Help FJ find the rectangular unit of smallest area that can be repetitively tiled to make up the entire milking grid. Note that the dimensions of the small rectangular unit do not necessarily need to divide evenly the dimensions of the entire milking grid, as indicated in the sample input below.
Input
* Line 1: Two space-separated integers: R and C
* Lines 2..R+1: The grid that the cows form, with an uppercase letter denoting each cow's breed. Each of the R input lines has C characters with no space or other intervening character.
Output
* Line 1: The area of the smallest unit from which the grid is formed
Sample Input
2 5
ABABA
ABABA
Sample Output
2
Hint
The entire milking grid can be constructed from repetitions of the pattern 'AB'.
Source
USACO 2003 Fall字符串的好题
咋一看摸不到头绪,但是自习想会有一些想法
可以求出每一行的覆盖的,和每一列的覆盖的
然后再求最小公倍数之类的处理
我们可以完善一下思路,看那个discuss里有个讲的好的
http://blog.sina.com.cn/s/blog_69c3f0410100tyjl.html
链接到这了
{
找出每行的重复子串长度的各种可能情况,然后每行都有的并且是最小长度作为宽width。

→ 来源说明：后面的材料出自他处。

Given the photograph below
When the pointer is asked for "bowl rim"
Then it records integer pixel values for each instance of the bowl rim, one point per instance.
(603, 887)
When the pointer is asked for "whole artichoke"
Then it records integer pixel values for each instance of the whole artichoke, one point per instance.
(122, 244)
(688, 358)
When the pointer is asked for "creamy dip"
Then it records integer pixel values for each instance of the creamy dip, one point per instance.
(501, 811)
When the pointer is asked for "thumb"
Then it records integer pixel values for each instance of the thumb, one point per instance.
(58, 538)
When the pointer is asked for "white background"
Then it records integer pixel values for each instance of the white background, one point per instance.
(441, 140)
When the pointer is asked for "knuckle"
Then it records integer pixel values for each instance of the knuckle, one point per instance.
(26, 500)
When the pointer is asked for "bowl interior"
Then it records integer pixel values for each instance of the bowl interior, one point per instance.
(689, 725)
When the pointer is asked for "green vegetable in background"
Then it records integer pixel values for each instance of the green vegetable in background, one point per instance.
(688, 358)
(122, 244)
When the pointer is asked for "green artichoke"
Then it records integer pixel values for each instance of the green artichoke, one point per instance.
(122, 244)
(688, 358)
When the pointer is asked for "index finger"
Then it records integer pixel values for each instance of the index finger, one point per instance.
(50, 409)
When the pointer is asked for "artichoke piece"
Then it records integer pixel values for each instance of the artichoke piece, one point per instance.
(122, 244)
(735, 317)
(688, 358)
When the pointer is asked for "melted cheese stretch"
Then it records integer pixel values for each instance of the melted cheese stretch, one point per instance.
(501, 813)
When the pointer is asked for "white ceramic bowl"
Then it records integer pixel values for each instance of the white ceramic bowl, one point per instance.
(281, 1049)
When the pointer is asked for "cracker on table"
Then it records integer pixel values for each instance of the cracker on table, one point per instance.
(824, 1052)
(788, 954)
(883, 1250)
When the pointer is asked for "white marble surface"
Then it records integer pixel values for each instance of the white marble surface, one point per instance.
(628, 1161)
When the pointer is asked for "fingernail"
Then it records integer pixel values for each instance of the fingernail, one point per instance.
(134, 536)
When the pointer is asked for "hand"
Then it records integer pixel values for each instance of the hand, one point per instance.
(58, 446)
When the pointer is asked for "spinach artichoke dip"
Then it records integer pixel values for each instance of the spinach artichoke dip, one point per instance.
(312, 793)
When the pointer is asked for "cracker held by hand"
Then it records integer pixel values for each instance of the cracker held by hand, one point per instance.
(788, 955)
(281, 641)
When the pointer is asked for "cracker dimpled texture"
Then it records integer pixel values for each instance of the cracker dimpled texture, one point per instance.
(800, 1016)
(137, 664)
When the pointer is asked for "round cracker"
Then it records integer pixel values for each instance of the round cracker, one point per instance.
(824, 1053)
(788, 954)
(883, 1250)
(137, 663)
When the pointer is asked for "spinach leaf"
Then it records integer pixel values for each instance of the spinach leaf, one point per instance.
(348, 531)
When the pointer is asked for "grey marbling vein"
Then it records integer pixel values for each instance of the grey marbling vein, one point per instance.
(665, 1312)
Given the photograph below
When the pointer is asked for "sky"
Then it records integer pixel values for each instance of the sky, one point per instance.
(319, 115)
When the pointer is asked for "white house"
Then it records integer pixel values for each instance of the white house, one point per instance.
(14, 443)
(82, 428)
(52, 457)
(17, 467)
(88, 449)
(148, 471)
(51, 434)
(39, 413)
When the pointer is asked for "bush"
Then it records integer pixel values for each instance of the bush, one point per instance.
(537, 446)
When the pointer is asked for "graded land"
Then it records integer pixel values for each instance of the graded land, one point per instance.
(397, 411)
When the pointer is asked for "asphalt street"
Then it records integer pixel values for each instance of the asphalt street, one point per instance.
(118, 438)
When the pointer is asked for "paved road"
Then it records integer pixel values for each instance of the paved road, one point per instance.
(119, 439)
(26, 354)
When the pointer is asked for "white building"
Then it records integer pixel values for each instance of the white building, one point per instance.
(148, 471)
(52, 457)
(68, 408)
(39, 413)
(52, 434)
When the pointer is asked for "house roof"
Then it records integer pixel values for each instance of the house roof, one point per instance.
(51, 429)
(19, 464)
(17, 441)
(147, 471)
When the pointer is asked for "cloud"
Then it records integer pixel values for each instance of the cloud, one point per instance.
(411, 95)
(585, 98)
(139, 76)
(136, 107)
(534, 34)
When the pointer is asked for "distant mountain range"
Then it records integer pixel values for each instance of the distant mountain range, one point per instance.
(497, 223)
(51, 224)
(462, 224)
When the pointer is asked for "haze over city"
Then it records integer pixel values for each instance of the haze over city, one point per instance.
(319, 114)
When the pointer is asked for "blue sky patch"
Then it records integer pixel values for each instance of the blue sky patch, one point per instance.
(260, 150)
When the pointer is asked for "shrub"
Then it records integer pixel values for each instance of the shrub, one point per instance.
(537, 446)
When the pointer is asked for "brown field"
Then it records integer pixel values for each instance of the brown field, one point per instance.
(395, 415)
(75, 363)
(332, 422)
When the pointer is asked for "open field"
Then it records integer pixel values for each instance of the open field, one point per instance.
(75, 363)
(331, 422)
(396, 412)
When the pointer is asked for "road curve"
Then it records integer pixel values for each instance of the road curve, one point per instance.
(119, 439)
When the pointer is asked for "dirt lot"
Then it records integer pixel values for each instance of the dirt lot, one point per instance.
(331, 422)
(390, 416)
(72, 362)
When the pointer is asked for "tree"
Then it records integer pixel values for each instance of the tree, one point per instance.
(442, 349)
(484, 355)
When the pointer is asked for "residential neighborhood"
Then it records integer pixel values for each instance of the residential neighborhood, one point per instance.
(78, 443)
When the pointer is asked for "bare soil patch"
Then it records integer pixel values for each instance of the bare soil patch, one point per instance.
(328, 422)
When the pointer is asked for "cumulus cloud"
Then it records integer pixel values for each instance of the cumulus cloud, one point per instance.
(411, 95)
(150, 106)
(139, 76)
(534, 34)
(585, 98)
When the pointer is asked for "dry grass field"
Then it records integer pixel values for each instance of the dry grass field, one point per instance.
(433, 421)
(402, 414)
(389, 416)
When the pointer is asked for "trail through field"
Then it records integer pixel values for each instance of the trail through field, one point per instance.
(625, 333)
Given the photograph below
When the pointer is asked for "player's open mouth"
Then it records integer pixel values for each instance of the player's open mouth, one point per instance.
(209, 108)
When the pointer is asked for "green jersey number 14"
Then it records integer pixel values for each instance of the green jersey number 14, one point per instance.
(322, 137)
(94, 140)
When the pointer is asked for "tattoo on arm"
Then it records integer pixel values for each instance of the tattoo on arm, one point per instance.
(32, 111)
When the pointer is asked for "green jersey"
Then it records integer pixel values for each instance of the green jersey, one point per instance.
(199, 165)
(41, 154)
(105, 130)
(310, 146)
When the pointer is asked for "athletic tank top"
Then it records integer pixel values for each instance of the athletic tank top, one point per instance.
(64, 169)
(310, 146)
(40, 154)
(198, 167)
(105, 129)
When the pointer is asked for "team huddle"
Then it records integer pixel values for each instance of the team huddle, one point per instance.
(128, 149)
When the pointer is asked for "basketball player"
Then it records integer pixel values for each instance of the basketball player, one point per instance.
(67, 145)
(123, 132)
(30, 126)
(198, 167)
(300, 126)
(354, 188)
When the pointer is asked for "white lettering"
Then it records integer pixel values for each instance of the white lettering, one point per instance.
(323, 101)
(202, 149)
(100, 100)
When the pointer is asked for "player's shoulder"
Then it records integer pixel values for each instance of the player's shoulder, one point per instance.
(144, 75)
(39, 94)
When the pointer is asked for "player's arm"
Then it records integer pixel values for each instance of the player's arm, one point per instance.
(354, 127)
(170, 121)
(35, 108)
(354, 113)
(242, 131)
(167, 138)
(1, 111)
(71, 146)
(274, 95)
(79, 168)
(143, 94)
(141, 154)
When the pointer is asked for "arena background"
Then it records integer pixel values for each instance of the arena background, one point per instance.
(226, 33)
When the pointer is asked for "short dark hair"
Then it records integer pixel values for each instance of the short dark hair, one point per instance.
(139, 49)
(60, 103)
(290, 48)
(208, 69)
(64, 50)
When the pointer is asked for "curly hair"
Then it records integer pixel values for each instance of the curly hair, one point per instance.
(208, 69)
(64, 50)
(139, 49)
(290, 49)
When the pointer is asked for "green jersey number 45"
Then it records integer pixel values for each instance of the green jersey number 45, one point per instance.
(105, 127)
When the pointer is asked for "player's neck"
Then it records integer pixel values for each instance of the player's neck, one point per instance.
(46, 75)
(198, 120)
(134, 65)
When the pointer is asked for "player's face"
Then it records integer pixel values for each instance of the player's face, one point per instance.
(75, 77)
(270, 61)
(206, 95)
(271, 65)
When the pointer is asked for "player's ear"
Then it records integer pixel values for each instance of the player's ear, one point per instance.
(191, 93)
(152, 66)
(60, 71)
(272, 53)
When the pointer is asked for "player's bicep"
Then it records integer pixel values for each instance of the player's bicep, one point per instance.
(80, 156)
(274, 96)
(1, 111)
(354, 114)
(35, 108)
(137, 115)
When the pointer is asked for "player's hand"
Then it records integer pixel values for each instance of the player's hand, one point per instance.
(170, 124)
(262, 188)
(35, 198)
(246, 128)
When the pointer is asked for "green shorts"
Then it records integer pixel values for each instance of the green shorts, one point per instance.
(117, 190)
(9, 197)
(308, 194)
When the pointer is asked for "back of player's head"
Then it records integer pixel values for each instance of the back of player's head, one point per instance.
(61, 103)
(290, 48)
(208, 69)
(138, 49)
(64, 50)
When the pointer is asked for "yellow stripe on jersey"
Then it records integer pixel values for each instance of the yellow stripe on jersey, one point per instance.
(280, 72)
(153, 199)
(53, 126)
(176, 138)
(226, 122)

第二步找最小重复子矩阵的高,这个思路和网上的差不多,取每行的宽为width的前缀作为一个单位,对这0到r-1个单位求出KMP的next函数,找出最小重复子序列的单位数作为高height,最终答案为width*height。
}
代码哎
涉及了好多东西,
kmp的next 的用法 请移步这里
http://blog.csdn.net/xiaoxiaoluo/article/details/7422912这里证明了 一个字符串的最小覆盖子串是 len-next[len]
然后求那个width也有些技巧
代码很短,但很精彩
code
#include <cstdio>
#include <cstdlib>
#include <cstring>
#include <cmath>
#include <ctime>
#include <cassert>
#include <iostream>
#include <sstream>
#include <fstream>
#include <map>
#include <set>
#include <vector>
#include <queue>
#include <algorithm>
#include <iomanip>
using namespace std;
#define maxn 10005
char s[maxn][80];
int r,c;
int p[maxn],f[80];
char a[80];
int main()
{
int i,j,x,y;
scanf("%d%d",&r,&c);
memset(f,0,sizeof(f));
for(i=0; i<r; i++)
{
scanf("%s",s[i]);
strcpy(a,s[i]);
for(j=c-1; j>0; j--)
{
a[j]='\0';//changduwwei j
for(x=0,y=0; s[i][y]; x++,y++)
{
if(a[x]=='\0') x=0;//jieduan
if(a[x]!=s[i][y])break;//butong bushi chongfuzichuan
}
if(s[i][y]=='\0')f[j]++;//changduwei j keyi fugaiquanchuan
}
}
for(i=1; i<c; i++)
if(f[i]==r) break;//最短能覆盖的公共长度
x=i;
//cout<<x<<endl;
for(i=0; i<r; i++) s[i][x]='\0';
p[0]=-1;//kmp求next的过程
j=-1;
for(i=1; i<r; i++)
{
while((j!=-1)&&strcmp(s[j+1],s[i])) j=p[j];
if(strcmp(s[j+1],s[i])==0) j++;
p[i]=j;
}
//cout<<r-1-p[r-1]<<endl;
printf("%d\n",(r-1-p[r-1])*x);
return 0;
}